Sex Palace Mercy

Kneel at the altar of the whores & take reverence! Altar to St. Anne is a living memorial to disappeared sex work spaces in the Red Light District. The work honors places where sex workers lived and worked, and recognizes sex work as a spiritual, social, and economic practice. Its altar form invites remembrance, blessing, and collective memory.

The work references the St. Anne’s Quarter, an area that has been almost entirely stripped of window prostitution through municipal policy and gentrification. In response to this erasure, the project creates a space of care and encounter, where sex workers and queer and trans* communities reclaim their history and assert their future. 

Mercy St. J (they/them) is an Amsterdam and Berlin-based sex worker, dominatrix, writer, photographer, and community organizer. In their work, whoring represents not only labor but also a creative practice and a political tool: a way to play with power, shame, and desire, while simultaneously questioning systems that regulate and marginalize queer, trans*, and sex-working people.

St. J is the founder of Full Service Productions, a sex-worker-run production organization in Amsterdam and Berlin, conceived as a living homage to the poetry and politics of queer and trans* whores. Together with Freyja Boo, St. J organizes projects that center sex workers as creators and cultural actors, including a cabaret series featuring queer sex workers at the Casa Rosso Theatre in the Red Light District.

About Location

Since the 1970s, Sex Palace, like Casa Rosso and the Bananenbar, part of the Jan Otten Group, has been at the heart of the conversation about Amsterdam's city center and its sex and nightlife culture. Founder Jan Otten was not an outsider in that debate, but a participant in an ongoing urban dialogue in which freedom and regulation, emancipation and vulnerability, tolerance and nuisance are constantly weighed against each other.

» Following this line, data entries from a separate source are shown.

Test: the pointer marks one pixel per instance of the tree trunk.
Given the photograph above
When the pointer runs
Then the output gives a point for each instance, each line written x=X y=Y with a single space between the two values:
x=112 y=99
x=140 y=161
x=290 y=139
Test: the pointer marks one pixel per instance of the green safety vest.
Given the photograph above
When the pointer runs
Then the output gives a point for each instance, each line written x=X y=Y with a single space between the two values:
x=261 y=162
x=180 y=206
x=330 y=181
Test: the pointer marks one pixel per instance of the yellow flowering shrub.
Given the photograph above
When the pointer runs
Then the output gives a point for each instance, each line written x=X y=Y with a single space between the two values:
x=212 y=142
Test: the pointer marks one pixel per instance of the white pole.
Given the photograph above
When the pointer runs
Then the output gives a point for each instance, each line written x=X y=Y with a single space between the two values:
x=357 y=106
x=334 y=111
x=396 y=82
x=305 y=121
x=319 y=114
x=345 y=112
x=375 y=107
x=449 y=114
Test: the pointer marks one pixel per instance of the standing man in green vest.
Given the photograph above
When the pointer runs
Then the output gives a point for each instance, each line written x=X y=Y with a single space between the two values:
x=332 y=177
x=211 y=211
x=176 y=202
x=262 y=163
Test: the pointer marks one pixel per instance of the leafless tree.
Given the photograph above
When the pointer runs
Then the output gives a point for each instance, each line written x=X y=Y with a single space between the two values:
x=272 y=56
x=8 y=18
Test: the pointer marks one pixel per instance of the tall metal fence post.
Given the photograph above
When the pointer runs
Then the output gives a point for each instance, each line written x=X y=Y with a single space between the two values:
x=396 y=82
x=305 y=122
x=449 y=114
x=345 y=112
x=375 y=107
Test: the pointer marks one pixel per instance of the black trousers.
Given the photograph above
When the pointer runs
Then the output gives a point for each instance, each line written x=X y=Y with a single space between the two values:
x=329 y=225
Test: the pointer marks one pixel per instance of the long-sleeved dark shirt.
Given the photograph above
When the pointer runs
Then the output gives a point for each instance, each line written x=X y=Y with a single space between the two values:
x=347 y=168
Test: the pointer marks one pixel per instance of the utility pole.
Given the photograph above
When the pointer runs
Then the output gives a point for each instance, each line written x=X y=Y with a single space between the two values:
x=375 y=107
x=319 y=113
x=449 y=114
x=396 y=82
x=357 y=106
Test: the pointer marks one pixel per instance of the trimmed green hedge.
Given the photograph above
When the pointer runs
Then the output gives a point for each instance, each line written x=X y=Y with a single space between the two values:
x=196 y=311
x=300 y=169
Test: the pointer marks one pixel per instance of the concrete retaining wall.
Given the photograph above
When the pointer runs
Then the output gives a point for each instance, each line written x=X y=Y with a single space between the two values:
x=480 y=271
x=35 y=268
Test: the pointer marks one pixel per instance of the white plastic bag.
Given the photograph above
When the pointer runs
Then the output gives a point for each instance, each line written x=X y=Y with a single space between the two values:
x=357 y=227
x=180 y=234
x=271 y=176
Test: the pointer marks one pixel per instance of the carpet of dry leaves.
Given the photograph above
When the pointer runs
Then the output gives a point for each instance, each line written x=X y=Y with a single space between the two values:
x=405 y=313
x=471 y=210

This involvement continues today under the leadership of Dylan Meijer, who brings a remarkably diverse perspective as the group's director, a practicing physician, and a city council member. Initiatives like the Sexy Loo, which arose after a call from then-mayor Van der Laan to solve the shortage of public restrooms in the Red Light District, demonstrate how the Jan Otten Group also engages practically in urban issues. The fact that the Warmoes Biennial takes place against the backdrop of a new chapter in this story underscores how these places and people remain part of an ongoing dialogue about the future of the city center.